The state of Telangana is relatively new, having emerged officially on 2nd June 2014, after its separation from the state of Andhra Pradesh. Telangana was once part of the Hyderabad state that existed from 1724 and 1948, dissolving a year after India gained its independence. Before and throughout the British Raj, a former monarch of the state of Hyderabad, Nizam of Hyderabad, ruled the region of present-day Telangana. Upon the dissolution of Hyderabad state, Telangana merged with the state of Andhra, forming Andhra Pradesh. The states of Telangana and Andhra Pradesh will share the capital city of Hyderabad for a period of ten years.

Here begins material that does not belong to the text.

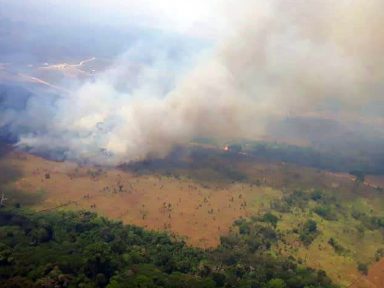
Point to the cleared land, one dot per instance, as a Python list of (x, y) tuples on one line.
[(200, 211)]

Telangana’s heritage is an affluent mix of the traditions of Telugu, Mughal Empire and the Nizam monarchy. In the 3rd century BCE and 11th century CE respectively, the Satavahana dynasty and Kakatiya dynasty were dominant Telugu rulers of the Telangana region. It was during these periods that the Hindu language, religion, arts and culture flourished. The region of Telangana was ruled by a multitude of Indian, Turkish Muslim and Persian dynasties before the Mughal Empire came into power in the early 16th century. Telangana has amassed the traditions of various cultures before Mughal emperors, known for their adoration of the arts, popularised traditional techniques and patterns. For generations, expert weavers local to Telangana have perpetuated the traditions of the craft, and continue to do so today.
Though Telangana encompasses its own diversity of rich cultural history, part of this tradition stems from its shared history with Andhra Pradesh, in geographical, cultural and linguistic terms. The Nalgonda district, which was once part of Andhra Pradesh, is home to a myriad of villages. For generations skilled artisans and weavers have continued to reside in these villages and practise traditional textile arts. For instance, Pochampally, Gadwal and Venkatagiri (the latter in Andhra Pradesh) continue to produce fascinating traditional and contemporary Kalamkari printed and ikat woven products.
The government in Telangana has recently announced a separate policy for handloom weavers that ensures the livelihood of the traditions of Indian heritage.